Authentication Authority
True to the name "AuthentX," all XTec products are designed to support strong authentication. After all, security, mutual authentication, and the unchallenged ability to rapidly process cryptographic authentication are what set XTec apart.
The Authentication Authority, a GSA FIPS 201 approved product, is central to the AuthentX end-to-end infrastructure because it enables it to validate authenticated transactions. As such, the Authentication Authority has built-in capabilities to act as an Online Certificate Status Protocol responder. But it is not just a standard OCSP; it is capable of all major protocols.
Enterprise Solution
Moreover, the Authentication Authority is an integral piece of an enterprise infrastructure, equipped with physical and logical provisioning, monitoring, alerts for suspicious activity, and instant, real-time status reporting for native credentials. The Authentication Authority is a bridge between your existing internal infrastructure and even external components, the Authentication Authority streamlines credential usage by leveraging your current investments and applying strong authentication and validation to your organization in its entirety.
4-in-1 Functionality
The Authentication Authority can be configured to perform validation duties in the three major protocols: CRL, LDAP, and OCSP. The Authentication Authority is RFC2560 compliant and capable of SCVP. It can serve as a temporary cache for visiting credentials while offering real-time status results for native credentials stored in the AuthentX IDMS/CMS. This capability enables instant revocation for both physical and logical transactions.

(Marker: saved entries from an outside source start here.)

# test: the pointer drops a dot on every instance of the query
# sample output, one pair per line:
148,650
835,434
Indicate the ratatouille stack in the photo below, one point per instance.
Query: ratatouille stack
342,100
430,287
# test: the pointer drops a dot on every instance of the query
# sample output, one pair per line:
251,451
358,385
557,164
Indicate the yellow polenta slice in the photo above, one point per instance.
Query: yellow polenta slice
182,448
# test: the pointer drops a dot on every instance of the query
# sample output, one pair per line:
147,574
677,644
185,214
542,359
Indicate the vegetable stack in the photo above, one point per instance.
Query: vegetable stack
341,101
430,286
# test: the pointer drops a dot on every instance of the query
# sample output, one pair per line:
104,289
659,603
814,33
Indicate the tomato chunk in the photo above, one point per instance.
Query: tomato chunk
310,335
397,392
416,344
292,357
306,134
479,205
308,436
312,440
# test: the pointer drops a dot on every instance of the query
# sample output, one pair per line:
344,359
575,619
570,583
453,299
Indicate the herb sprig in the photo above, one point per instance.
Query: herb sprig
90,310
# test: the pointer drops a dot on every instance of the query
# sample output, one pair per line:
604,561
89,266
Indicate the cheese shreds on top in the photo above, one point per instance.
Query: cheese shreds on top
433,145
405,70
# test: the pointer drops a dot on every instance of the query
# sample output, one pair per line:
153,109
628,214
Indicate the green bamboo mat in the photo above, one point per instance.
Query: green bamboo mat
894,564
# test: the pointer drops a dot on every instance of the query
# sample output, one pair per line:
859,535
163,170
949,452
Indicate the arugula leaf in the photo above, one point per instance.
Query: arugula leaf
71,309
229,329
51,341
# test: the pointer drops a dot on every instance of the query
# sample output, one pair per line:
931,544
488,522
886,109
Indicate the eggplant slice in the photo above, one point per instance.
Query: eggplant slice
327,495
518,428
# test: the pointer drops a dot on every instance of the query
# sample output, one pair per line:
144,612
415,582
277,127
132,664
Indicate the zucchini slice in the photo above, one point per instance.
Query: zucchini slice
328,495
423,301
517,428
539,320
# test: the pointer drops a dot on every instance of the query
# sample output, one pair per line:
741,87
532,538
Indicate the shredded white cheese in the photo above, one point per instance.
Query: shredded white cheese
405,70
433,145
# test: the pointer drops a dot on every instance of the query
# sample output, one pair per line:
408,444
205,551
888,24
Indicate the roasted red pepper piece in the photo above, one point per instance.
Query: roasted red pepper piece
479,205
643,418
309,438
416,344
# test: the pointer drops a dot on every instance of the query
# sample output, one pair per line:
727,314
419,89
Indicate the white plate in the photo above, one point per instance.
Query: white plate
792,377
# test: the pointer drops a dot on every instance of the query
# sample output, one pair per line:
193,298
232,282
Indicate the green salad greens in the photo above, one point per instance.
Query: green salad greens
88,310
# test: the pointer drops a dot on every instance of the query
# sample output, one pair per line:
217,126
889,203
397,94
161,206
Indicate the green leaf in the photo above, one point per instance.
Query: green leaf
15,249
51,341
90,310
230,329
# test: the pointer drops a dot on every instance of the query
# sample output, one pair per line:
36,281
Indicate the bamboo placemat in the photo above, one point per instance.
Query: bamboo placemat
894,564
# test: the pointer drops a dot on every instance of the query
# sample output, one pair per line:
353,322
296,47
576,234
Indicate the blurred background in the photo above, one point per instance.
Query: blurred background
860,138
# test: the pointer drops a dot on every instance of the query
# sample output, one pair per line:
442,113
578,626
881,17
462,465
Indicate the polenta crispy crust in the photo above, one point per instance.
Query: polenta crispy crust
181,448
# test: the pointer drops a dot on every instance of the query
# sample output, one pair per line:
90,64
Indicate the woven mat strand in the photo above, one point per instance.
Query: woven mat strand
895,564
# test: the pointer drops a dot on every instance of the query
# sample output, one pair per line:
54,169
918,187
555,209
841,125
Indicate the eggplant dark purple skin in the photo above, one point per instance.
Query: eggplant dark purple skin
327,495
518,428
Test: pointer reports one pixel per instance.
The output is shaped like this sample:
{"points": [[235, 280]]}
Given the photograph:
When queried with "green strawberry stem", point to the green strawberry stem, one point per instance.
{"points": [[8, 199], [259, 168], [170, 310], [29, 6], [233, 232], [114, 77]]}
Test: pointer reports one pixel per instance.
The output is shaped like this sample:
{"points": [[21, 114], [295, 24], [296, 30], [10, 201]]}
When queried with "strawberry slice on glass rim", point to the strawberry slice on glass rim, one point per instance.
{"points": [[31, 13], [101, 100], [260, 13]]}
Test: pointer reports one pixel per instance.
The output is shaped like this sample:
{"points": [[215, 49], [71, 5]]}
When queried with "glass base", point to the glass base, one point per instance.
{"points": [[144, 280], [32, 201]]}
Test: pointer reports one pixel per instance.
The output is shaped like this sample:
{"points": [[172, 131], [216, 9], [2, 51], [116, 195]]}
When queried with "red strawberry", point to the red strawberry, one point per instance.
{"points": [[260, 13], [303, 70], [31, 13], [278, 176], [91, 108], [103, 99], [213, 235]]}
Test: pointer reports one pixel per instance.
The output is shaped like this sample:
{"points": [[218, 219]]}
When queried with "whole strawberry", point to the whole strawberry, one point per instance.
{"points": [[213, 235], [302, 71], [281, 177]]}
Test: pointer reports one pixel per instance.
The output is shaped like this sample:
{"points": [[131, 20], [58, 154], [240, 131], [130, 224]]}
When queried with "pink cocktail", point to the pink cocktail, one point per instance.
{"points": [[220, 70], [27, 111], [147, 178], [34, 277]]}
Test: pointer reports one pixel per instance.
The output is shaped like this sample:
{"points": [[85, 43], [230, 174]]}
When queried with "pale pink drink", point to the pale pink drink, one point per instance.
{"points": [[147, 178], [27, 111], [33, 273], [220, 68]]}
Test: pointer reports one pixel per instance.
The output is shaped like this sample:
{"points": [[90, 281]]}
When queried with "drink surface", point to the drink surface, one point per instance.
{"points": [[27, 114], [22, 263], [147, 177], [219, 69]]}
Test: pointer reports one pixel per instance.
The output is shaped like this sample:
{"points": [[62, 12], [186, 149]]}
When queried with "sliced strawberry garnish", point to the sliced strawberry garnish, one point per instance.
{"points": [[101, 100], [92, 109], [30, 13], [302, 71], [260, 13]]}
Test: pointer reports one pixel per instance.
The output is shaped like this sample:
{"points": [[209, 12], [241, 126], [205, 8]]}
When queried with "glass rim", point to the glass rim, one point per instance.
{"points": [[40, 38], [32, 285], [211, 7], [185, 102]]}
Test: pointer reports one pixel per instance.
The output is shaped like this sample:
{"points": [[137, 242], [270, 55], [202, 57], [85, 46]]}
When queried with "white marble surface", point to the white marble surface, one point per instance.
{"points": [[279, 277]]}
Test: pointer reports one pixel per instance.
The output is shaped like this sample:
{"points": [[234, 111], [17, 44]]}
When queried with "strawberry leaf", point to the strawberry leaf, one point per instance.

With other vendors, this functionality alone would require multiple products. But XTec’s Authentication Authority offers this and much more.
Monitoring
The Authentication Authority comes equipped with a web-based, live dashboard depicting your infrastructure’s transactions – both physical and logical. This feature, unparalleled by other vendors, offers C-Level executives easy access to usage data.
More importantly, the dashboard is valuable for monitoring the status of the responder as well as raising concerns when suspicious activity occurs. For example, if concurrent attempts at access are unsuccessful or if a single credential or digital identity attempts to access various applications from different locations, the dashboard can alert administrators.